The presence of template specialisations and constexpr functions means that the GP is right here; you cannot decide whether an arbitrary piece of C++ is syntactically valid without instantiating templates and/or interpreting constexpr functions. Consider

    template <int>
    struct foo {
        template <int>
        static int bar(int);
    };

    template <>
    struct foo<8> {
        static const int bar = 99;
    };

    constexpr int some_function() { return (int) sizeof(void*); };
Now given the snippet

    foo<some_function()>::bar<0>(1);
then if some_function() returns something other than 8, we use the primary template and foo<N>::bar<0>(1) is a call to a static template member function.

But if some_function() does return 8, we use the specialisation and the foo<8>::bar is an int with value 99; so we ask is 99 less than the expression 0>(1) (aka "false", promoted to the int 0).

That is, there are two entirely different but valid parses depending on whether we are compiling on a 32- or 64-bit system.

Parsing C++ is hard.

EDIT: Godbolt example: https://godbolt.org/z/yR3YHW


You only need to parse the "module <module name>" and "import <module name>" statements. No need to parse all of C++ for that. You could probably even do that with a regex.

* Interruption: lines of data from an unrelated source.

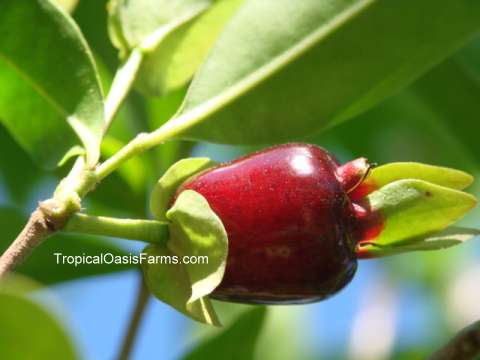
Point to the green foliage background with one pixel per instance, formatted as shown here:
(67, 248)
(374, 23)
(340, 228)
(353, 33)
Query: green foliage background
(411, 115)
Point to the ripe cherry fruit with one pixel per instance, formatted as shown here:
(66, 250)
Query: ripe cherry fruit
(290, 222)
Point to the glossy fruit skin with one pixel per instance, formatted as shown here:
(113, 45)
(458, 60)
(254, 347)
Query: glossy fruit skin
(289, 223)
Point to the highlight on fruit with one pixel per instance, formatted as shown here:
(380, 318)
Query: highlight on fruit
(298, 221)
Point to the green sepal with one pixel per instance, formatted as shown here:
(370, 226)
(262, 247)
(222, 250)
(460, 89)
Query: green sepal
(411, 215)
(195, 230)
(246, 329)
(166, 186)
(442, 240)
(170, 283)
(388, 173)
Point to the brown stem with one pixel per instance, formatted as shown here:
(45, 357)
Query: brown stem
(465, 345)
(135, 321)
(35, 231)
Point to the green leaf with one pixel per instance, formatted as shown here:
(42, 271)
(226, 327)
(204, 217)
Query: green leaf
(91, 16)
(451, 93)
(143, 24)
(134, 171)
(164, 190)
(237, 342)
(412, 210)
(168, 281)
(42, 265)
(28, 331)
(267, 82)
(195, 230)
(47, 74)
(173, 63)
(443, 176)
(67, 5)
(441, 240)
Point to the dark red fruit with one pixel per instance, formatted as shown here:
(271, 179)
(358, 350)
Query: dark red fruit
(290, 223)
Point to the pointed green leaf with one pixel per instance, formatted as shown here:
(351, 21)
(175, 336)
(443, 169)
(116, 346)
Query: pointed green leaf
(49, 83)
(237, 342)
(196, 230)
(443, 176)
(441, 240)
(415, 209)
(178, 173)
(175, 60)
(168, 281)
(267, 82)
(143, 24)
(28, 331)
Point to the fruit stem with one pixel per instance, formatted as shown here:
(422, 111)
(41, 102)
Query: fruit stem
(150, 231)
(121, 85)
(353, 173)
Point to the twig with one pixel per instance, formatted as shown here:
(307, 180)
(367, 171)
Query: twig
(35, 231)
(465, 345)
(135, 321)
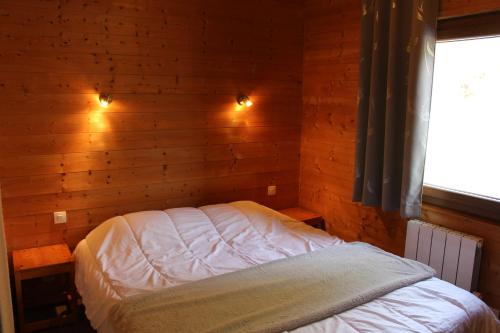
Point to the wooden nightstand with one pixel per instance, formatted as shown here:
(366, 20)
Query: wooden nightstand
(306, 216)
(44, 287)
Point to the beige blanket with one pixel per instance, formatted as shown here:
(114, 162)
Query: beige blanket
(274, 297)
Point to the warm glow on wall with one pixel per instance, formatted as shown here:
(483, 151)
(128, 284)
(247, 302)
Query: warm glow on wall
(244, 101)
(105, 100)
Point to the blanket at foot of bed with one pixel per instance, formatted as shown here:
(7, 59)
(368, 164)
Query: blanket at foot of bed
(274, 297)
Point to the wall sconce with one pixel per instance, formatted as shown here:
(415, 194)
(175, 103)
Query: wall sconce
(243, 100)
(105, 100)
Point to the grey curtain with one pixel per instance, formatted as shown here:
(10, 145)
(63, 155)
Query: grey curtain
(396, 70)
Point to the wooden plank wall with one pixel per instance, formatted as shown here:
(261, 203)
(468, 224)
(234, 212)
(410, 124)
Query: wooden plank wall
(331, 54)
(172, 135)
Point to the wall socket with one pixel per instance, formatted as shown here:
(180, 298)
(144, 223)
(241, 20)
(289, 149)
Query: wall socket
(60, 217)
(271, 190)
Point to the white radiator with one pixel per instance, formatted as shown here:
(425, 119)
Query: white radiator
(455, 256)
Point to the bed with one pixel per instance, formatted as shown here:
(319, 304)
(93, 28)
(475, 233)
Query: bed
(146, 252)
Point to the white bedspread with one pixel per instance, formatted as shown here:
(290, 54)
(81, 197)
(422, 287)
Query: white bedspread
(144, 251)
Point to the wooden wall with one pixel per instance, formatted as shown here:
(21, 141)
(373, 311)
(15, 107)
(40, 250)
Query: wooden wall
(172, 135)
(331, 55)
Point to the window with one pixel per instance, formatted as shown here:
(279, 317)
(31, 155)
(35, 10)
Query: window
(462, 168)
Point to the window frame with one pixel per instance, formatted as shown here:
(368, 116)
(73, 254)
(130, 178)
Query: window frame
(475, 26)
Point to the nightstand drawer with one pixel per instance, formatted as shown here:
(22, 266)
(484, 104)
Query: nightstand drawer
(44, 287)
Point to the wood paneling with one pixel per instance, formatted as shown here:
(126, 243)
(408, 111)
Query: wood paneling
(172, 136)
(331, 54)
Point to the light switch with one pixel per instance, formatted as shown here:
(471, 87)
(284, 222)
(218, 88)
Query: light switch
(271, 190)
(60, 217)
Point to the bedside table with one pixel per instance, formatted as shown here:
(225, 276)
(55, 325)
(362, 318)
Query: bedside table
(44, 287)
(313, 219)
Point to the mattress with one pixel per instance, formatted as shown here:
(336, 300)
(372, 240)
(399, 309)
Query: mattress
(147, 251)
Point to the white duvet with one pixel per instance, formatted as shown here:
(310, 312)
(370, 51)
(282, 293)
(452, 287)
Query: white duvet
(145, 251)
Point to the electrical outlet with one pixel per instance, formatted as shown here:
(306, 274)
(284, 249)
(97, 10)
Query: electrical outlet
(271, 190)
(60, 217)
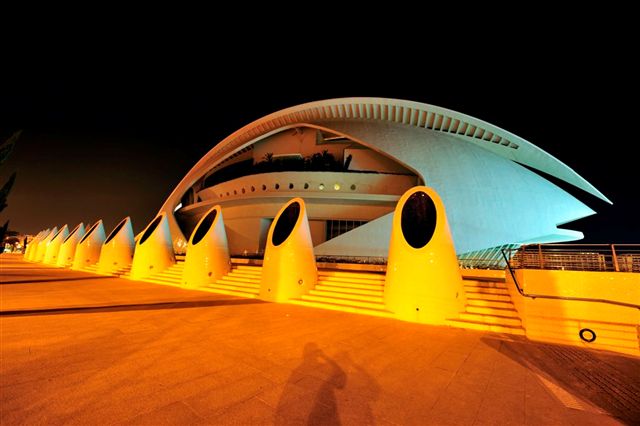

It also has to do all the preprocessing to see which import statements get hit. I don't think templates could control at compile time which module to import, at least I hope not.


Parsing C++ is literally undecidable. You can encode arbitrary programs which will emit a syntax error depending on their result.

Here's an example of a program which compiles only if the constant N is prime, and otherwise emits a syntax error: https://stackoverflow.com/questions/14589346/is-c-context-fr....


You are misrepresenting the concept of undecidable. If the compiler can say if the program compiles or not, then it is most certainly decidable. What you want to say is that it cannot be determined without full parsing, so no preprocessing is possible.


No, it's actually undecidable. C++ templated have been determined to be turing complete, which means that template instantiations can encode the halting problem. Determining whether a program compiles or not therefore requires solving the halting problem.

In practice, compilers work around this by limiting template instantiation depth.


I gave an example of a template program to show the general method. Obviously, primality is decidable, but there exist candidate C++ programs whose parse tree is undecidable. The trick would be to encode your parser in a template, run it on the undecidable program (i.e., itself), and create a contrary result. Does this have any effect on practical C++ builds? I honestly have no idea.